Submitted to: Journal of Hydrology
Publication Type: Peer Reviewed Journal
Publication Acceptance Date: 8/1/2001
Publication Date: 1/10/2002
Citation: Interpretive Summary: Microwave remote sensing offers the unique opportunity to measure surface soil moisture over large areas. Different instruments have different resolutions, and it was shown that the resolution affects the spatial variability of soil moisture values inferred from the measurements. This conclusion was obtained from observations of a single drydown period over the Little Washita watershed in Oklahoma. New data provided observations o several drydowns for the same area. Our goal was to see whether the earlier discovered effect of resolution on spatial variability holds. We found that the dependencies of variability on resolution are different for different drydown periods. However, once a dependence on resolution is established at the beginning of a drying period, its shape is maintained during the drydown. The further changes in the dependence are governed mostly by the average soil moisture over the area. Having constant shape is the first approximation to predict the resolution dependencies of soil moisture variability for the days without observations during drydowns. This empirical evidence warrants future studies to understand reasons of the persistence in shapes of scaling dependencies and factors that form this shape prior to drydown.

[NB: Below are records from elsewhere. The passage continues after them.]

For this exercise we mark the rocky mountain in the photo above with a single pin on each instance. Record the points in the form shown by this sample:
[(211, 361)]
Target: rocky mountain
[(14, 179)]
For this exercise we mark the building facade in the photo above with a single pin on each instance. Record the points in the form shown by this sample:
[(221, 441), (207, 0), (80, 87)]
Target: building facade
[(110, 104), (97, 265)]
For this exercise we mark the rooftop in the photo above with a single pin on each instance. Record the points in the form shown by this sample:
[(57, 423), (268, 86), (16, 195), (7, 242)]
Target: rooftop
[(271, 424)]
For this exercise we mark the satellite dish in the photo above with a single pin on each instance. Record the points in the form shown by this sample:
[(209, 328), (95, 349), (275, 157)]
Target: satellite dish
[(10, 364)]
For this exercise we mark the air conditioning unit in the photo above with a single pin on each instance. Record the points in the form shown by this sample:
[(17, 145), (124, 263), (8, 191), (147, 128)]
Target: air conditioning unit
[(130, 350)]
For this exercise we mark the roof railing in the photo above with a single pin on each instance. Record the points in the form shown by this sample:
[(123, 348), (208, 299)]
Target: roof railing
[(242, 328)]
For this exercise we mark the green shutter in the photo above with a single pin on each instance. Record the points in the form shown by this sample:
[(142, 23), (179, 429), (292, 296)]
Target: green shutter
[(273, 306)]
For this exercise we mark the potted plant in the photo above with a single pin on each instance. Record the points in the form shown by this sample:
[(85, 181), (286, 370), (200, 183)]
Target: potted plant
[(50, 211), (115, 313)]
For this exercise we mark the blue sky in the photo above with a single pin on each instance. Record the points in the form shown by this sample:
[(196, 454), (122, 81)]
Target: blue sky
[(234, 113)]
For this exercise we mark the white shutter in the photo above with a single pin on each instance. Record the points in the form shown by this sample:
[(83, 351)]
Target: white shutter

Technical Abstract: Data from passive microwave remote sensing were used to produce soil moisture images over the area of the Little Washita watershed in Oklahoma. The area of the experiment conducted in 1992 was revisited during the Southern Great Plains 1997 Hydrology Experiment and offered an opportunity to re-evaluate the statistical structure of soil moisture images under different scales of observation. Three types of scaling laws were tested i this work: the power law scaling of the variance of moisture content; multiscaling that relates the moment of soil moisture at a base scale to the comparable moments at a coarser scale, and within-pixel variance. Data on scaling in 1992 and 1997 have one important common feature, once a dependence on resolution is established at the beginning of a drying period its shape is maintained during the drydown. Slopes of the dependencies change only slightly, whereas, the intercepts decrease as the drying progresses. This implies that if the slope is found from an image of the first day of a drydown, it can be used with reasonable accuracy on the following days of the drying period. Parameters of the scaling equations change during drying periods, but having constant slopes and intercepts dependent on average area water contents gives a first approximation to predict scaling laws of soil moisture for the days without observations during drydowns. This empirical evidence warrants future studies to understand reasons of the persistence in shapes of scaling dependencies and factors that form this shape prior to drydown.